2003-09-08 Thread Andrew Dunstan
Tom Lane wrote:

Following up this gripe
http://archives.postgresql.org/pgsql-sql/2003-09/msg00044.php
I've realized that plpgsql just assumes that the test expression
of an IF, WHILE, or EXIT statement is a boolean expression.  It
doesn't take any measures to ensure this is the case or convert
the value if it's not the case.  This seems pretty bogus to me.
However ... with the code as it stands, for pass-by-reference datatypes
any nonnull value will appear TRUE, while for pass-by-value datatypes
any nonzero value will appear TRUE.  I fear that people may actually be
depending on these behaviors, particularly the latter one which is
pretty reasonable if you're accustomed to C.  So while I'd like to throw
an error if the argument isn't boolean, I'm afraid of breaking people's
function definitions.
Here are some possible responses, roughly in order of difficulty
to implement:
1. Leave well enough alone (and perhaps document the behavior).
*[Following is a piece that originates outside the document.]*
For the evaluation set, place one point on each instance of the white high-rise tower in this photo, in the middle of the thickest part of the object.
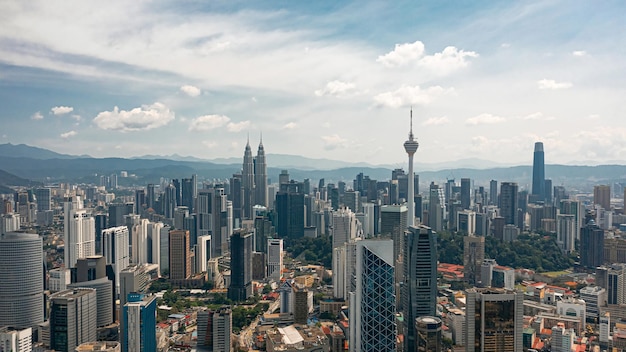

2. Throw an error if the expression doesn't return boolean.

3. Try to convert nonbooleans to boolean using plpgsql's usual method
  for cross-type coercion, ie run the type's output proc to get a
  string and feed it to bool's input proc.  (This seems unlikely to
  avoid throwing an error in very many cases, but it'd be the most
  consistent with other parts of plpgsql.)
4. Use the parser's coerce_to_boolean procedure, so that nonbooleans
  will be accepted in exactly the same cases where they'd be accepted
  in a boolean-requiring SQL construct (such as CASE).  (By default,
  none are, so this isn't really different from #2.  But people could
  create casts to boolean to override this behavior in a controlled
  fashion.)
Any opinions about what to do?

 

It won't bite me so maybe I don't have a right to express an opinion :-)

plpgsql is not C - it appears to be in the Algol/Pascal/Ada family, 
which do tend to avoid implicit type conversion.

On that basis, option 2 seems like it might be the right answer and also 
the one most likely to break lots of existing functions. Maybe the right 
thing would be to deprecate relying on implicit conversion to boolean 
for one release cycle and then make it an error.